Konvivialismus ist ein philosophischer Ansatz, der das Zusammenleben der Menschen auf diesem Planeten gestalten soll. Die Autor*innen des Manifestes sprechen von „Philosophie und Kunst des Zusammenlebens“. Ihre Definition: „Konvivialismus ist der Name, der allem gegeben wurde, was in den bestehenden oder vergangenen, weltlichen oder religiösen Lehren und Weisheiten zur Suche nach Prinzipien beiträgt, die es den Menschen ermöglichen, zu rivalisieren, um besser zu kooperieren und humanitäre Fortschritte zu machen – im vollen Bewusstsein der Endlichkeit der natürlichen Ressource und in der geteilten Sorge um den Schutz der Welt.“

Die Frage gilt: „Was ist das Wertvollste? Und wie definieren und erfassen wir es?“ Sie lässt sich nur beantworten, wenn die Betroffenen, und das sind alle (jungen) Menschen, die Chance erhalten, darüber nachzudenken, zu diskutieren und zu entscheiden. Ich bin versucht zu sagen: Partizipation, that’s the future, stupid. Dies ist das Gegenteil einer rein caritativen Politik wie sie von vielen Akteur*innen der sogenannten Entwicklungshilfe praktiziert wird. Es geht um die „Entwicklung dessen, was man heute die Commons nennt“. Letztlich wäre so eine Lösung des Allmende-Dilemmas denkbar und erreichbar.

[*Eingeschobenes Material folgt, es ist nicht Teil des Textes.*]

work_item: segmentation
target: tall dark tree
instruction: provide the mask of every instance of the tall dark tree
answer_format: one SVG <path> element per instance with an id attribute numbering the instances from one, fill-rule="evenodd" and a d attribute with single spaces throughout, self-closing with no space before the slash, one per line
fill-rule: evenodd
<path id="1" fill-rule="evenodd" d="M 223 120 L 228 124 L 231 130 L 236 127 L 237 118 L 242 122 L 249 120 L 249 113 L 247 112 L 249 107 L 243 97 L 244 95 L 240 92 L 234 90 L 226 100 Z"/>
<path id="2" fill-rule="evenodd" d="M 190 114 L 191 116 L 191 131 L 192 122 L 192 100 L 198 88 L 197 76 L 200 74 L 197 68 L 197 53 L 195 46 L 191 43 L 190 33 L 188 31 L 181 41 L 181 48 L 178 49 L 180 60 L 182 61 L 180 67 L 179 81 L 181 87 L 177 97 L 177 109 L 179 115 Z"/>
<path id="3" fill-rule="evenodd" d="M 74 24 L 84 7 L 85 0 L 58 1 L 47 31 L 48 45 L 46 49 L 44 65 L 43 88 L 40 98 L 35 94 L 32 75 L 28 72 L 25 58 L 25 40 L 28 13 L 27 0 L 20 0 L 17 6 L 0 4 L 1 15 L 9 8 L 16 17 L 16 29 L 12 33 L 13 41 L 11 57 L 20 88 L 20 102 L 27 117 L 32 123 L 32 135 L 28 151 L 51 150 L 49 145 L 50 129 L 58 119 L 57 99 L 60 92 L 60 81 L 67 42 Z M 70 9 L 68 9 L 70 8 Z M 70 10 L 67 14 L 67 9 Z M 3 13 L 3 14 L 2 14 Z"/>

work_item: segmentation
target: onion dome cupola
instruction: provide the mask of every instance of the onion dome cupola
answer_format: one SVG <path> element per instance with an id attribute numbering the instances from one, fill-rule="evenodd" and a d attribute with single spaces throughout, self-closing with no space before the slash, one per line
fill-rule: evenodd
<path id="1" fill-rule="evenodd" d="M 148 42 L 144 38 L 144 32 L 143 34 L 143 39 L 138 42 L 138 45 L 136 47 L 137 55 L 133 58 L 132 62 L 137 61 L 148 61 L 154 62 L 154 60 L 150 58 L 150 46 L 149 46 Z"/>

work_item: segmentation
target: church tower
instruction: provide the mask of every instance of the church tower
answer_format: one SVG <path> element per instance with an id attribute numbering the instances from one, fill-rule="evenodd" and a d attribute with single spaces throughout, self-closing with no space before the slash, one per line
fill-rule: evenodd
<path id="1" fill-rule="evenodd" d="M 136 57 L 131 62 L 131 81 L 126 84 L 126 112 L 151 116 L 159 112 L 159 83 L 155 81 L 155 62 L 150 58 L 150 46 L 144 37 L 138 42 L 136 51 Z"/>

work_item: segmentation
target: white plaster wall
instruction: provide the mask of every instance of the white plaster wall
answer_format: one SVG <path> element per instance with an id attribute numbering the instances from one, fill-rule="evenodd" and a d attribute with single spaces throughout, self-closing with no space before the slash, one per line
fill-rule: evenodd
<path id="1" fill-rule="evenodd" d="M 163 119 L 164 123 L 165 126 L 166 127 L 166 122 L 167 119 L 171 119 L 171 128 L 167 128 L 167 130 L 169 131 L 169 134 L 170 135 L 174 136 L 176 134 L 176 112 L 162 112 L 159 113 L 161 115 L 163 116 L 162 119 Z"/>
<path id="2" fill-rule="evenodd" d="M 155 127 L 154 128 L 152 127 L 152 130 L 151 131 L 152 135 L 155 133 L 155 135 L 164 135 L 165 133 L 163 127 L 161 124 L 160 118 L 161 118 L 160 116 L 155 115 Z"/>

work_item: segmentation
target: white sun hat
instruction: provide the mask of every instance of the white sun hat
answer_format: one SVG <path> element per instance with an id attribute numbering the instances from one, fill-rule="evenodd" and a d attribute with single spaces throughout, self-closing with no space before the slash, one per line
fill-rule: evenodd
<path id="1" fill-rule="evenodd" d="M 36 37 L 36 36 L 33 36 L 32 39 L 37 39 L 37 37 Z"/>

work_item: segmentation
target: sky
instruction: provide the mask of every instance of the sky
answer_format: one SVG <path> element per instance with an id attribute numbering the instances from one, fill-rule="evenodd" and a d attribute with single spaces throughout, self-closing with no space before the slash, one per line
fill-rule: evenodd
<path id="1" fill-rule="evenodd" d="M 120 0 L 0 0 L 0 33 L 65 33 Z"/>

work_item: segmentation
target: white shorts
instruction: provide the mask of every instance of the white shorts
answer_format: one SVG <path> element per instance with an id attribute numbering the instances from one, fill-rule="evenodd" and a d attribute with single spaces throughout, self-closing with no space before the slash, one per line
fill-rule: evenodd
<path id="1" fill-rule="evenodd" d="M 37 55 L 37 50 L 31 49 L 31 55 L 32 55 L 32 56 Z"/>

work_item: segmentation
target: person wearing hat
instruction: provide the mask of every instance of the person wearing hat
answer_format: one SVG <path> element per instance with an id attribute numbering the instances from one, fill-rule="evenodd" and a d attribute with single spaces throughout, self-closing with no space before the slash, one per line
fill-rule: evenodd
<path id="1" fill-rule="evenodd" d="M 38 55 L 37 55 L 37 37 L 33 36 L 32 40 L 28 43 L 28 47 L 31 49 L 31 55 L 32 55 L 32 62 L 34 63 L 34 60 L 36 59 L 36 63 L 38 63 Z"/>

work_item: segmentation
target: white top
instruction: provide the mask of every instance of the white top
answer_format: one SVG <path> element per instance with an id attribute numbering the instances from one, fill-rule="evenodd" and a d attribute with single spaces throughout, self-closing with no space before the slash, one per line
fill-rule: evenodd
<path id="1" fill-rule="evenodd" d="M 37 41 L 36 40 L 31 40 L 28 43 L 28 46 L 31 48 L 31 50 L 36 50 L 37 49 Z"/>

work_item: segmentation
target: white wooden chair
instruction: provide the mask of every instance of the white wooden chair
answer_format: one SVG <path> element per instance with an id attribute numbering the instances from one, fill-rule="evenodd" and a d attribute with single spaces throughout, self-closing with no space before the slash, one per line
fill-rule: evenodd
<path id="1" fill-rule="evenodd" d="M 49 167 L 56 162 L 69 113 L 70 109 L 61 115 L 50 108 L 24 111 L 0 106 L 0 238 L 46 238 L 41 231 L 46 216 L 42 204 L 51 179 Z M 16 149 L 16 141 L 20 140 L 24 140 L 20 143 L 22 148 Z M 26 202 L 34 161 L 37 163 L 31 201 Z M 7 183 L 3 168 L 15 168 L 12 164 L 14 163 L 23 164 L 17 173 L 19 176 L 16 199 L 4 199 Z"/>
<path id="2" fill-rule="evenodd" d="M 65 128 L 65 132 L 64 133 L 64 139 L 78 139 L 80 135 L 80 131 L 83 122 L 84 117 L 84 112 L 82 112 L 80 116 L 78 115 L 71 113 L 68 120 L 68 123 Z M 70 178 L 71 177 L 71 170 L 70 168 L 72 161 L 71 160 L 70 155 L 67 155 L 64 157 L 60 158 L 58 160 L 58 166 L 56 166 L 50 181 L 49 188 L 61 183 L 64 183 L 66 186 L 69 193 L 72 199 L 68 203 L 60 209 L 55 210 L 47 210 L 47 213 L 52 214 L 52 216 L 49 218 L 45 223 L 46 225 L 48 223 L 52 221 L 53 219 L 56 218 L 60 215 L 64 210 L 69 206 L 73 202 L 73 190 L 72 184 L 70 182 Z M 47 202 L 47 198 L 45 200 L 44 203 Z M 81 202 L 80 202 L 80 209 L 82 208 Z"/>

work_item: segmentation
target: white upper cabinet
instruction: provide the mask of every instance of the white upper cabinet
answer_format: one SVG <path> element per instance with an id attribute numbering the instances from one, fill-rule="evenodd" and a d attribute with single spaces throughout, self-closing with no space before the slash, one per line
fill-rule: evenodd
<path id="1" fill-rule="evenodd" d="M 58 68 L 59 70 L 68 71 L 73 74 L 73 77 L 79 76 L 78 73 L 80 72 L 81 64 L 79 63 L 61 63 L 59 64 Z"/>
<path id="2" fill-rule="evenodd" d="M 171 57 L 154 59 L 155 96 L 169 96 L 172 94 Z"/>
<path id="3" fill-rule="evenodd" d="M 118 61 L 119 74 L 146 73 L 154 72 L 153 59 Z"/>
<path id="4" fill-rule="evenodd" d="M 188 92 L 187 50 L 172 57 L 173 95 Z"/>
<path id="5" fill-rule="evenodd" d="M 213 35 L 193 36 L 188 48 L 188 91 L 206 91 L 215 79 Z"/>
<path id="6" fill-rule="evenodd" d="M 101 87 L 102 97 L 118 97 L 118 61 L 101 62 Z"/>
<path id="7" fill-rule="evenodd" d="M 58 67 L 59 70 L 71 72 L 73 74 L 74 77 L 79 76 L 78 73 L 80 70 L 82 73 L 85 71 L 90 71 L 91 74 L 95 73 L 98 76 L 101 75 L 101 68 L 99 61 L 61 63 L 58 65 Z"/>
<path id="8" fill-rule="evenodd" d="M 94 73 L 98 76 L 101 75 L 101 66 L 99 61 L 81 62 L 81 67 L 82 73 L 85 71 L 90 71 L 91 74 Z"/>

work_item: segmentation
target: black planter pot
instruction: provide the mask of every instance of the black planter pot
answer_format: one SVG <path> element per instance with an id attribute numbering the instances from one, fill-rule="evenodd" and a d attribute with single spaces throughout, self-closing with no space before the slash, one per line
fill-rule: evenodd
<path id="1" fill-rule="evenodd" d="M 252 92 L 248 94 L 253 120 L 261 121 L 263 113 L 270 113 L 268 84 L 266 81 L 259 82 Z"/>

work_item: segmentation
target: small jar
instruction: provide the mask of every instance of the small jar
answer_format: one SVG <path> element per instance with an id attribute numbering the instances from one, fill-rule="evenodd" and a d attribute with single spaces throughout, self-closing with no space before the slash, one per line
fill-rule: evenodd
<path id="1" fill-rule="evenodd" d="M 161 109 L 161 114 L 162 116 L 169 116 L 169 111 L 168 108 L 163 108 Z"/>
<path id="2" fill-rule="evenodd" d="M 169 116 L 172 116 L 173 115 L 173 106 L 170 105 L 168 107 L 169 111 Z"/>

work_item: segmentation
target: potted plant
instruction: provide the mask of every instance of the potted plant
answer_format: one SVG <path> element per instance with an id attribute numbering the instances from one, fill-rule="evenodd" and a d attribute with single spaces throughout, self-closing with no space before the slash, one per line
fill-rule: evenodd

In einem Nachwort formulieren die Autor*innen die Anforderungen an einen „Konvivialismus nach der Corona-Krise“: „Dabei wird mittlerweile vielen mehr und mehr klar, dass die Corona-Pandemie erst der Anfang ist. Im Vergleich zu den Folgen des Klimawandels stellt der Umgang mit COVID-19 wahrscheinlich noch eine Leichtigkeit dar. (…) COVID-19 hat auch deutlich gemacht, wie interdependent unsere Welt ist. (…) Die kommenden Jahre werden viele Fragen aufwerfen und bestehende Konflikte verschärfen oder neue schaffen. Dahinter wird aber stets die Frage stehen, wie mit dem ‚imperialen‘ Gesellschaftsmodell weiter zu verfahren ist.“

In einer Fußnote verweisen die Autor*innen auf ein weiteres Manifest, das „Manifest für ein Wirtschaften nach der Pandemie ‚Arbeit – demokratisieren, dekommodifizieren, nachhaltig gestalten“, das über 3.000 Wissenschaftler*innen unterzeichnet haben. Es wurde am 15. Mai 2020 in der ZEIT veröffentlicht. Auch dort spielt die Beteiligung der Bürger*innen die zentrale Rolle: „Diejenigen, die ihre Arbeit, ihre Gesundheit, ja, ihr Leben, in eine Firma investieren, sollten auch das kollektive Recht haben, derartigen Entscheidungen zuzustimmen oder ein Veto einzulegen.“

Norbert Reichel, Bonn

(Anmerkungen: Erstveröffentlichung im Oktober 2020, Internetlinks wurden am 18. September 2022 auf ihre Richtigkeit überprüft.)